Soft ad market hits Rogers’ bottom line

The company's Q4 results were impacted by the media department, largely on account of drops in advertising revenue.

Pressures on the traditional media business continued to impact the bottom line at Rogers Communications, according to its Q4 2015 results, leading to a slight drop in overall adjusted operating profit.

The company’s adjusted operating profit dropped by 1% for the quarter, moving from $1.23 billion for the three months ended Dec. 31, 2014 to $1.22 billion for the same period at the end of 2015.

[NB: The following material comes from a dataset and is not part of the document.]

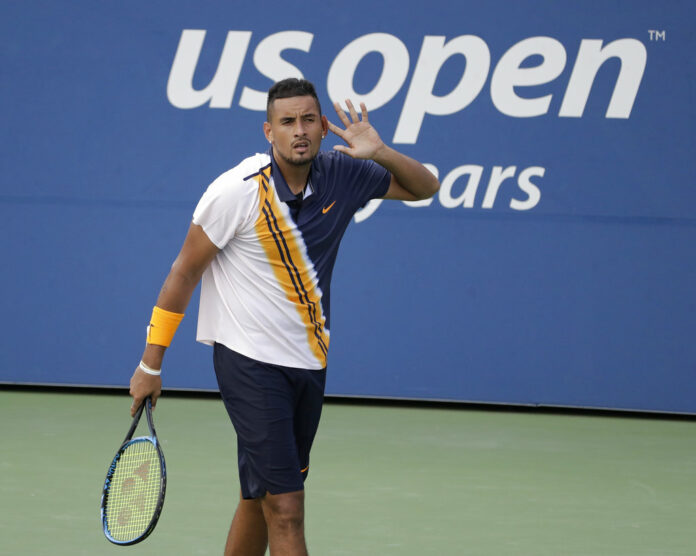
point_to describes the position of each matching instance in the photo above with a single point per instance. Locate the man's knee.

Adjusted operating profit at Rogers Media was down 28% for the quarter, mainly due to drops in revenue in conventional TV and publishing. Adjusted operating profit moved from $78 million for the three months at the end of 2014 to $56 million for the same period in 2015.

Though revenues for the quarter were partially offset by the post-season success of the Toronto Blue Jays (both the club and broadcast media), continued declines in TV and publishing advertising and lower sales at The Shopping Channel (TSC) dampened results.

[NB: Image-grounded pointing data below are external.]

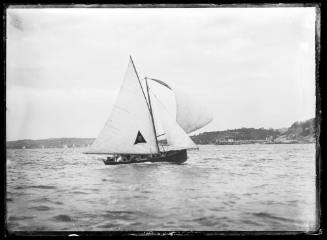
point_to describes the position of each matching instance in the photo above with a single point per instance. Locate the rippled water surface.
(220, 188)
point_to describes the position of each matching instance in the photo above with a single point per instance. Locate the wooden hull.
(176, 156)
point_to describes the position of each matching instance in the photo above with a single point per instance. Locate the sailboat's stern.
(175, 156)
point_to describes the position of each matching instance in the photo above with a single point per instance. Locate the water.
(220, 188)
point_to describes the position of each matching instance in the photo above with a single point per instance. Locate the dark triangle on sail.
(139, 138)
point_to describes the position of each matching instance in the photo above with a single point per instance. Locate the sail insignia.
(139, 138)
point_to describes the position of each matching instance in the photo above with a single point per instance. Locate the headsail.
(190, 115)
(129, 128)
(175, 135)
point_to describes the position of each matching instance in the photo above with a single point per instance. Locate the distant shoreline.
(297, 133)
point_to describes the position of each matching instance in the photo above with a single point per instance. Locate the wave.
(270, 216)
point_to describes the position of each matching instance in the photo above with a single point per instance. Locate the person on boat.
(119, 158)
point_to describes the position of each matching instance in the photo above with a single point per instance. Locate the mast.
(150, 108)
(140, 84)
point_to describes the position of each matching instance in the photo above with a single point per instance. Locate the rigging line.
(139, 82)
(161, 82)
(150, 108)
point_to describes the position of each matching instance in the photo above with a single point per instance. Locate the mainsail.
(129, 128)
(190, 115)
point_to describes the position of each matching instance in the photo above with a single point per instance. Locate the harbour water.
(254, 187)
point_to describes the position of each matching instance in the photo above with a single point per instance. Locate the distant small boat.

A weaker ad market led Rogers Media to announce an upcoming round of job cuts to the division earlier this week, with 4% or about 200 jobs to be cut beginning in February.

Operating revenue in the division moved from $544 million for the three months ended Dec. 31, 2014 to $560 million for the same period in 2015. Revenue boosts in the quarter came from higher game day ticket and merchandise sales for the Toronto Blue Jays and higher subscription and advertising revenue on Sportsnet’s properties.

Higher sports production costs led Rogers Media to post an 8% increase in expenses for the quarter. That number was kept in check because of  lower conventional TV programming costs, lower publishing costs and efficiencies being found across the division.